Reuters : Pakistani security policy set to follow Musharraf

Tuesday, August 19, 2008

Pakistani security policy set to follow Musharraf

Analysis | by Zeeshan Haider | August 19, 2008

ISLAMABAD (Reuters) - The United States has lost a strong ally with the resignation of President Pervez Musharraf but Pakistan's civilian government is unlikely to make any major change to his security policy, analysts said on Tuesday.

The former army chief, who had earned the nickname "Busharraf" for his ties with the U.S. president, stepped down on Monday after becoming increasingly unpopular, partly because of his close alliance with the United States.

Musharraf single-handedly steered Pakistan's security policy after he signed up to the U.S.-led war on terrorism following the September 11 attacks. He survived at least two al Qaeda-inspired assassination attempts.

But Musharraf was never able to shake off nagging suspicion Pakistan was not doing all it could to tackle militants, in particular to stop Taliban raids into Afghanistan from remote havens in semi-autonomous ethnic Pashtun areas on the border.

Questions have now been raised about the new government and, if it is weak and beset by political feuding, whether it will be able at least to maintain Musharraf's policy, even though the United States often called upon him to do more.

"With the resignation of President Pervez Musharraf ... the future of the U.S.-Pakistan partnership against terrorism may now be in doubt," U.S. Congressman Duncan Hunter, senior Republican on the House Armed Services Committee, said in a statement.

"The new Pakistani government may or may not prove to be as reliable an ally ... as President Musharraf has been," he said.

But analysts said while the new government might introduce some cosmetic changes in its policy to win public support for a war many Pakistanis oppose, it was unlikely to bring about any drastic shifts.

"I don't think there would be any significant change in the policy because if the past 5 months are anything to go by, I haven't seen any change," said Rustam Shah Mohmand, a former Pakistani ambassador to Afghanistan.

"It's the same old policy pursued by Musharraf."

The United States will keep up the pressure no matter who wins the U.S. election in November. Both U.S. presidential candidates, John McCain and Barack Obama, stressed on Monday the need for Pakistan to focus on security now that the question of Musharraf's presidency had been dealt with.


A former security chief in the Pashtun tribal areas, Mehmood Shah, said the militants were not giving up their violent campaign, leaving the government no choice but to press on with Musharraf's policies.

"I think the government doesn't have any alternative," Shah said.

After taking power in March, the government tried to use negotiations instead of force to end violence across the country which over the past year has killed hundreds of people, including former prime minister Benazir Bhutto.

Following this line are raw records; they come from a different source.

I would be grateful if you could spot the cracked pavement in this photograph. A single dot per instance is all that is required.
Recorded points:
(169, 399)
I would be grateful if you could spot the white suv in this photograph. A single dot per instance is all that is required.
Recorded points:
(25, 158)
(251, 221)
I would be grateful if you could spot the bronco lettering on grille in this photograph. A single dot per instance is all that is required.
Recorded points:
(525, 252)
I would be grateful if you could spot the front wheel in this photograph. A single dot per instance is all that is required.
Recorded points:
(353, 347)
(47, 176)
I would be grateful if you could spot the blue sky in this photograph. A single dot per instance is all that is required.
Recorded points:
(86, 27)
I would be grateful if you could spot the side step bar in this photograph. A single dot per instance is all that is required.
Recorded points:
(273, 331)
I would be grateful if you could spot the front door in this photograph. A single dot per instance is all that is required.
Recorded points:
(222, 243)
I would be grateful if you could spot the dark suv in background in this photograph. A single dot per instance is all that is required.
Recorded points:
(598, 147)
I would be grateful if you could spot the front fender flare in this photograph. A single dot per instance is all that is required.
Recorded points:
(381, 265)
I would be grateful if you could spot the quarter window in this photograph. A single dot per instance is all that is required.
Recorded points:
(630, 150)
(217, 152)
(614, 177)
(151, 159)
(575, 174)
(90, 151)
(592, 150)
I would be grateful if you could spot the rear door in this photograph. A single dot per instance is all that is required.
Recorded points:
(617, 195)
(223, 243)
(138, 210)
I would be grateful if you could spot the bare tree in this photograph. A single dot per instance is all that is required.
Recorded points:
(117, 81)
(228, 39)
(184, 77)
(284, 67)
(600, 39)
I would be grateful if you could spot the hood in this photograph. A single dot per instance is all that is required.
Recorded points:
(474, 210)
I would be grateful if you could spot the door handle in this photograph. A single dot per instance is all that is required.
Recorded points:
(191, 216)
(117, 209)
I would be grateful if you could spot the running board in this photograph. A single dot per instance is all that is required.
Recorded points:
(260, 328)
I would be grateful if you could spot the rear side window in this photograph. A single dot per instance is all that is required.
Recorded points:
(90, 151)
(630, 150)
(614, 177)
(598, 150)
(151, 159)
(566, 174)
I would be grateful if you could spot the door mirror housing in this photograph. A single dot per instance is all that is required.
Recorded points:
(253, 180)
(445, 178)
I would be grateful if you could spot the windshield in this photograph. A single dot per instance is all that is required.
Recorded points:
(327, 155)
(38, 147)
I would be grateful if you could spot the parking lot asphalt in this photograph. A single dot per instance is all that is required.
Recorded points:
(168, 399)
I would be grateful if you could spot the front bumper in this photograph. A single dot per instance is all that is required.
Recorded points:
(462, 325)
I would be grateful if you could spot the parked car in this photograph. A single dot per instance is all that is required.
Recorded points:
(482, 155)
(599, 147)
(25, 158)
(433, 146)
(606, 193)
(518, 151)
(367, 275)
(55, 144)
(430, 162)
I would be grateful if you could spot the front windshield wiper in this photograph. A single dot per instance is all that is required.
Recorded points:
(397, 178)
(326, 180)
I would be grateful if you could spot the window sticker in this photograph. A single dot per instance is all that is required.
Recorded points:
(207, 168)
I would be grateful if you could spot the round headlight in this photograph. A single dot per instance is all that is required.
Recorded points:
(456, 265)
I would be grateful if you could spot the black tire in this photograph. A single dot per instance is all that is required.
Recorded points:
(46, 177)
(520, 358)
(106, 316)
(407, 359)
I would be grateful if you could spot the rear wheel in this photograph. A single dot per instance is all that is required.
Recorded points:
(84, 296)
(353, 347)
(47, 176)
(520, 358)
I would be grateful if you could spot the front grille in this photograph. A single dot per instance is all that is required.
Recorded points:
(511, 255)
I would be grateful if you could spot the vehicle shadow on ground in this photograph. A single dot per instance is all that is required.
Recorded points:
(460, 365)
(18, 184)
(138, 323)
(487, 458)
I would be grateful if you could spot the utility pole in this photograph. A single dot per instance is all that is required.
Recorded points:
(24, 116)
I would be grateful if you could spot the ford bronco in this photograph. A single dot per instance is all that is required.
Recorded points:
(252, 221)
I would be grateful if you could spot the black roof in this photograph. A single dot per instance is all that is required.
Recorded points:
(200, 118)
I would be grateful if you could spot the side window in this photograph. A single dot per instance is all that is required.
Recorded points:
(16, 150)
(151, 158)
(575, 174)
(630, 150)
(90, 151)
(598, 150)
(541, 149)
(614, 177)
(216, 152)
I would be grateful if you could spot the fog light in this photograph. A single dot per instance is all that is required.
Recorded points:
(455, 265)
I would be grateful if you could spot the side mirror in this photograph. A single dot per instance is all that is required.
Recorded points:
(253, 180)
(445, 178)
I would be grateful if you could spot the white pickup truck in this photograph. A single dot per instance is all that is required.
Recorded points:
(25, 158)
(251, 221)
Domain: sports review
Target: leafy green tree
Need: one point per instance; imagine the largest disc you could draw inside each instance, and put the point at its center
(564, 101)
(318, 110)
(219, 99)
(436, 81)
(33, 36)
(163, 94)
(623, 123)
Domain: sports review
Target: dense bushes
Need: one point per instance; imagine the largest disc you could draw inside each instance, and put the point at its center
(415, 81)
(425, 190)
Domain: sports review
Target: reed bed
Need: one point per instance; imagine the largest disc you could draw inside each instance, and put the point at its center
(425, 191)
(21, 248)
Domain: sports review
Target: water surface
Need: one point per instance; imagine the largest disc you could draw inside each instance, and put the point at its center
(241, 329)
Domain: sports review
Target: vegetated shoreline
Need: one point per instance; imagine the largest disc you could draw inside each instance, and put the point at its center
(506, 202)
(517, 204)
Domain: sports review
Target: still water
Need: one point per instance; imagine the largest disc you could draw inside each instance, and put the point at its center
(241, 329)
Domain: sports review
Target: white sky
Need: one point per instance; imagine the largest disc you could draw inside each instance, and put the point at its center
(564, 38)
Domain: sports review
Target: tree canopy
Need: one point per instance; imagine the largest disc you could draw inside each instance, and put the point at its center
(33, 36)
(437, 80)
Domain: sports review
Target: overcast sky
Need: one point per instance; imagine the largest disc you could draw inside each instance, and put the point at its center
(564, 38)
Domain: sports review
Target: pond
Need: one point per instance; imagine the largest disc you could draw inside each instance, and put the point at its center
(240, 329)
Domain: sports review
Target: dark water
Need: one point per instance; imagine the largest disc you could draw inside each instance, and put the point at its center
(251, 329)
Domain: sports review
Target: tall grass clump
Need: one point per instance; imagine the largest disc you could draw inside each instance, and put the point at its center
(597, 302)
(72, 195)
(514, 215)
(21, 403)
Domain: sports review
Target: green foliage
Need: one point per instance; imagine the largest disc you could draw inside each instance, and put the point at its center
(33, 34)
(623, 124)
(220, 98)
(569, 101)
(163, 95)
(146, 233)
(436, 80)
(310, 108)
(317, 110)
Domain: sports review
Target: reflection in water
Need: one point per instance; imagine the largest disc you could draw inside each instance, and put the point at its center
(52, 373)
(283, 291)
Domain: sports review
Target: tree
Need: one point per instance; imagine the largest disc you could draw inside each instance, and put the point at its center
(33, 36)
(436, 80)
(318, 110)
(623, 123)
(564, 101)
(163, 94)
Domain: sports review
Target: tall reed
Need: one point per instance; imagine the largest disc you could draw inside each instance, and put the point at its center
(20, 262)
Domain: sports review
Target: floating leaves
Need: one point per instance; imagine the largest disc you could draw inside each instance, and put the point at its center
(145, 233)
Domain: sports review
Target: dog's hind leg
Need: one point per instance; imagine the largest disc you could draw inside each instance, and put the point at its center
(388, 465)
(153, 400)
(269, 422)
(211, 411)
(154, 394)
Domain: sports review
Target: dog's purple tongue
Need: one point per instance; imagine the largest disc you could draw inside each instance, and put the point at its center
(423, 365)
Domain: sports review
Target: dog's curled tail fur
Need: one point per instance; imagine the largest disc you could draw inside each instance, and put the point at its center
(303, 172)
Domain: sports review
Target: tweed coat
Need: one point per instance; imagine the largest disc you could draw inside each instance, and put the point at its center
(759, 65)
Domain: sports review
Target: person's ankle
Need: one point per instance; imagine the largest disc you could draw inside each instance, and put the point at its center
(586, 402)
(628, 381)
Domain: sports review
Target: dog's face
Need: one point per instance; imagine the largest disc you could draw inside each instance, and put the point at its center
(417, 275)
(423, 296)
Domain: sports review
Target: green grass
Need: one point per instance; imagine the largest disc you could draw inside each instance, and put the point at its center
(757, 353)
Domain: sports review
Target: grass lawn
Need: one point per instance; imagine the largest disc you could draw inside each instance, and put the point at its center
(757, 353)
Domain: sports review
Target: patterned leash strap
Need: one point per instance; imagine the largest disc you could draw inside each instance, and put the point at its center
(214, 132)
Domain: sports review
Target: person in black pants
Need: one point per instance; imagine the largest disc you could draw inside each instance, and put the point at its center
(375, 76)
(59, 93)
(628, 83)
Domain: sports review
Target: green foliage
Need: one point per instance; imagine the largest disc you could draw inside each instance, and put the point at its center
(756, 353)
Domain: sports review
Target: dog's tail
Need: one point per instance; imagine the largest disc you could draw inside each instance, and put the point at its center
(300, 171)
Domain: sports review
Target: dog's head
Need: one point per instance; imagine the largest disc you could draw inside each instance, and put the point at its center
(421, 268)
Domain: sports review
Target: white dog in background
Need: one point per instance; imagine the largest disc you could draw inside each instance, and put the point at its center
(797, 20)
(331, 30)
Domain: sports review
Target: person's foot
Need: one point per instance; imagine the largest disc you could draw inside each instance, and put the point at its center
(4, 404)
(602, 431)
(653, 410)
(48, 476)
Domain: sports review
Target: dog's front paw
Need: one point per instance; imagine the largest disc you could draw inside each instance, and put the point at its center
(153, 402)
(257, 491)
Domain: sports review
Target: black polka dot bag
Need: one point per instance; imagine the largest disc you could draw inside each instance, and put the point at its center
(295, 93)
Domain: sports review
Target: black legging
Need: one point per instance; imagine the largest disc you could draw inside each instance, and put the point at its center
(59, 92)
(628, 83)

The negotiations brought a lull in violence but also raised concern among allies and in Afghanistan that the talks would only give militants breathing space to regroup and organize cross-border attacks on Western forces in Afghanistan.

But the peace efforts have all but collapsed and fighting has again flared in several areas.

Nearly 500 people, most of them militants, have been killed in fighting in the Bajaur region on the border over the past few weeks, the government said.

In what the Taliban claimed was a revenge attack for the Bajaur fighting, 13 air force personnel were killed in a bomb attack on their bus in the city of Peshawar last week.

Analysts said while authorities would try to engage militants in talks, they would keep on alternating negotiations with military action as was done under Musharraf.

Speaking to the National Assembly last week, Prime Minister Yousaf Raza Gilani said his government was ready to negotiate with militants who laid down arms, and military action would be taken as a last option.

In a comment aimed at the many Pakistanis who see the campaign against militants as a U.S. war, he stressed the importance of the fight: "The war against terrorism and extremism is our own war."

In June, the government gave full authority to General Ashfaq Kayani, who replaced Musharraf as army chief in November, to decide on military action, and directed all security forces to work under him.

While the military will play the dominant role in the campaign, it is the government that will bear the brunt of public anger if the killing continues.

But unlike Musharraf, who as army chief and president could weather a certain amount of public anger, the civilian government will have to face skeptical voters.

"It's politically very difficult for the government to market this policy but it has to do it. It has to convince the people that these militants are destroying the country," said Talat Masood, a retired general turned political analyst.